Rien ne leur échappait. On ne jouait pas au football sur le sable. On ne se baignait pas en slip blanc, une pratique aujourd’hui disparue. Il était interdit de circuler à bicyclette ou à moto sur la plage, tout comme d’y promener son chien. Les règles étaient connues de tous, et chacun s’y conformait avec une étonnante discipline, par respect autant que pour éviter une verbalisation.
Les décennies ont passé. Le nombre d’estivants a été multiplié par trente, peut-être même quarante. Pourtant, les effectifs chargés de faire respecter ces mêmes règles semblent, eux, s’être évaporés. Une évolution difficile à comprendre, tant l’absence d’encadrement a progressivement ouvert la voie à toutes les formes d’incivisme.
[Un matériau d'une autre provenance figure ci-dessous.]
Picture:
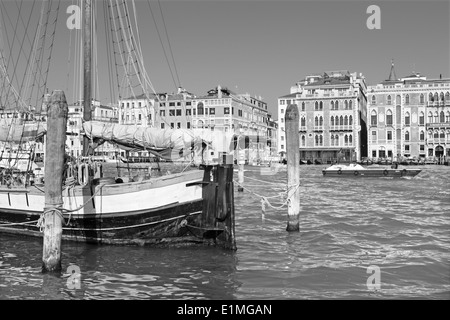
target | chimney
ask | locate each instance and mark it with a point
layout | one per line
(219, 92)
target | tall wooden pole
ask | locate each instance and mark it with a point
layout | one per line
(293, 166)
(57, 112)
(87, 77)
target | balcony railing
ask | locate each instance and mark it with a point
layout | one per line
(438, 125)
(341, 128)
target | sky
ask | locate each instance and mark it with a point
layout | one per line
(264, 47)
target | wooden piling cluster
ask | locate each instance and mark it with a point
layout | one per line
(57, 112)
(293, 166)
(218, 205)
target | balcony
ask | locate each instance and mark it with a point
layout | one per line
(438, 125)
(341, 128)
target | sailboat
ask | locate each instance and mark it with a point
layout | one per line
(190, 207)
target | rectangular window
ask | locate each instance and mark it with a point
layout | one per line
(374, 136)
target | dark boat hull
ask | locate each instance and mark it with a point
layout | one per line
(206, 219)
(372, 172)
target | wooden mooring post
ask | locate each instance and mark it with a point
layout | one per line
(54, 167)
(293, 166)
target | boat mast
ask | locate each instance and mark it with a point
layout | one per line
(87, 77)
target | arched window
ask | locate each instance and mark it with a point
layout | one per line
(421, 118)
(373, 118)
(407, 119)
(389, 117)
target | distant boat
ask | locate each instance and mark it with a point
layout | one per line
(357, 171)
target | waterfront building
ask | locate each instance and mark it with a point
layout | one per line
(409, 117)
(137, 110)
(74, 140)
(332, 113)
(174, 111)
(241, 114)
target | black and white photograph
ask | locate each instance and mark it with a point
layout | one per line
(224, 155)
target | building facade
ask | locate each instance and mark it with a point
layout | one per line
(245, 116)
(332, 114)
(409, 117)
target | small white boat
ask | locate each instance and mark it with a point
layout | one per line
(356, 170)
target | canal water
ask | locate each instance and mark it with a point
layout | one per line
(399, 227)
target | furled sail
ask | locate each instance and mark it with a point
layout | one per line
(18, 133)
(169, 144)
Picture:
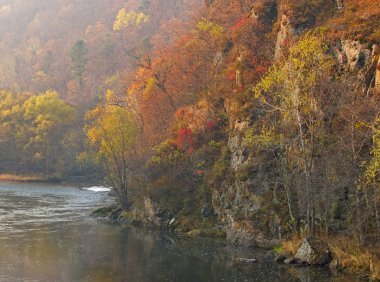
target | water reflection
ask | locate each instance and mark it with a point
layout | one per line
(46, 235)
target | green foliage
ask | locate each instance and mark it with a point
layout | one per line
(372, 168)
(78, 60)
(37, 134)
(167, 155)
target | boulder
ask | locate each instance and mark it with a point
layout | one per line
(314, 251)
(280, 258)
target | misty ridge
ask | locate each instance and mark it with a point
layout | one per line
(36, 37)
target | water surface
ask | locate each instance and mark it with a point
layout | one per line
(46, 234)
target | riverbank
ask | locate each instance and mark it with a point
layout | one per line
(346, 256)
(29, 178)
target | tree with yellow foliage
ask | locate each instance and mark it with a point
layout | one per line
(111, 131)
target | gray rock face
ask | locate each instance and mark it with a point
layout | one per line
(314, 252)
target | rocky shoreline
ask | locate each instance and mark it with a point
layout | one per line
(313, 252)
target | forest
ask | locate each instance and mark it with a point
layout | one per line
(254, 120)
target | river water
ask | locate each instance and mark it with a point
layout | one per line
(46, 234)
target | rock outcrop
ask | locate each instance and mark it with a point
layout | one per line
(314, 251)
(243, 233)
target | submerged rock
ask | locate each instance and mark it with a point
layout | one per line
(314, 251)
(243, 233)
(245, 260)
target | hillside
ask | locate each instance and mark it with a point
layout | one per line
(257, 120)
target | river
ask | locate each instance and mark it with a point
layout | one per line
(46, 234)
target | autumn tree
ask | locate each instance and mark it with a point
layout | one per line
(291, 90)
(78, 61)
(112, 133)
Aujourd’hui, chacun semble faire ce qui lui plaît, au détriment de tous les autres.
Et pendant ce temps, il suffit parfois de se rendre au stade El Abdi, presque désert, pour y voir un impressionnant déploiement de responsables, d’officiers, de policiers et d’agents des forces de l’ordre mobilisés dès les premières heures de la matinée. Une image qui laisse songeur et qui rend l’équation encore plus difficile à comprendre.
La nostalgie n’est pas seulement le regret d’un passé révolu. Elle est aussi ce miroir cruel qui nous renvoie l’image d’un présent dont bien peu se déclarent satisfaits. Car au fond, ce qui manque aujourd’hui à notre plage, ce ne sont pas seulement des agents ou des uniformes. C’est cette culture du respect qui faisait qu’une simple présence suffisait à préserver l’harmonie d’un lieu que nous aimions tant.
Et chaque été, en contemplant cette plage que nous avons connue si différente, revient ce même soupir silencieux : celui d’une époque qui s’est éloignée sans jamais cesser de nous manquer.